Best for production today:
- Kokoro-82M — Ultra-lightweight at 82M params, runs on CPU. available now via
macaw pull. - Pocket-TTS — 100M params, 6x real-time on CPU, ~200ms streaming latency.
Most languages:
- Chatterbox Turbo — 23 languages with voice cloning and sub-200ms latency.
- OuteTTS-1.0-0.6B — 14 trained languages, Apache-2.0 licensed.
- Bark — 13 languages with non-speech audio generation (music, sound effects).
High quality:
- Kimi-Audio-7B — Large LLM-based TTS from Moonshot AI with streaming at ~300ms.

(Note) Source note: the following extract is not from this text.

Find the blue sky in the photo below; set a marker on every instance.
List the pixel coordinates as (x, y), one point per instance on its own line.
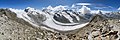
(20, 4)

- Zonos-v0.1 — 1.6B params, high expressiveness, trained on 200k+ hours.
Open-source ecosystem:
- CosyVoice 3 — Alibaba's streaming multilingual TTS with ~150ms first-packet latency.
- Dia2-2B — Nari Labs streaming dialogue TTS model.
End-to-end audio (interleaved):
- LFM2.5-Audio-1.5B — Single 1.5B model for ASR+TTS+voice chat. 4 preset voices (US/UK male/female). CPU-friendly via GGUF (English only).